À bien des égards, il n’y a jamais eu de meilleur moment pour naître africain. Depuis 1960, l’espérance de vie moyenne a augmenté de plus de moitié, passant de 41 ans à 64 ans. La proportion d’enfants qui meurent avant leur cinquième anniversaire a diminué de trois quarts. La proportion de jeunes Africains qui fréquentent l’université a été multipliée par neuf depuis 1970.
La majeure partie de la croissance démographique mondiale prévue pour le reste du XXIe siècle devrait avoir lieu en Afrique. La population totale de ses 54 pays a doublé en 30 ans, pour atteindre 1,5 milliard d’habitants.
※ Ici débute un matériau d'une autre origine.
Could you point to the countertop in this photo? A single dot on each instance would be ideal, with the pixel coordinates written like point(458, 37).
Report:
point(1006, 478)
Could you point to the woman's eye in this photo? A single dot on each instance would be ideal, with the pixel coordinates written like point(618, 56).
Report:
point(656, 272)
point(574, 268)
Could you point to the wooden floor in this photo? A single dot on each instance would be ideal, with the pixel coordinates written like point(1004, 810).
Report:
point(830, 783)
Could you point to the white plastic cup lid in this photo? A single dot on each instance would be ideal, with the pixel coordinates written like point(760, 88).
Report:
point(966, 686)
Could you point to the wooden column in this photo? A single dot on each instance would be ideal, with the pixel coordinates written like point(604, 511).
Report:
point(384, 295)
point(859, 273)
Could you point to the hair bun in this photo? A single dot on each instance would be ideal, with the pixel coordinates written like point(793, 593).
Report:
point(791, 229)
Les Nations unies prévoient qu’elle doublera encore d’ici à 2070.
La démographie, l’urbanisation, la politique et les technologies de consommation signifient que le continent subit de profonds changements sociaux. Mais ce changement n’est pas étayé par une transformation économique. Au contraire, les économies africaines sont de plus en plus à la traîne par rapport au reste du monde. En 1960, le PIB par personne en Afrique, ajusté pour tenir compte des différences de coût des biens d’un endroit à l’autre (ce que l’on appelle la parité de pouvoir d’achat ou PPA), représentait environ la moitié de la moyenne du reste du monde. Aujourd’hui, il représente environ un quart. À l’époque, la région était à peu près au même niveau que l’Extrême-Orient (Asie de l’Est). Aujourd’hui, les Asiatiques de l’Est ont des revenus moyens sept fois supérieurs à ceux de l’Afrique subsaharienne. Selon Jakkie Cilliers, de l’Institute for Security Studies, un groupe de réflexion sud-africain, le fossé qui se creuse régulièrement ressemble « aux mâchoires d’un crocodile qui bâille ». Une ligne monte, l’autre reste presque plate.
Si les tendances actuelles se maintiennent, les Africains représenteront plus de 80 % des pauvres de la planète d’ici à 2030, contre 14 % en 1990.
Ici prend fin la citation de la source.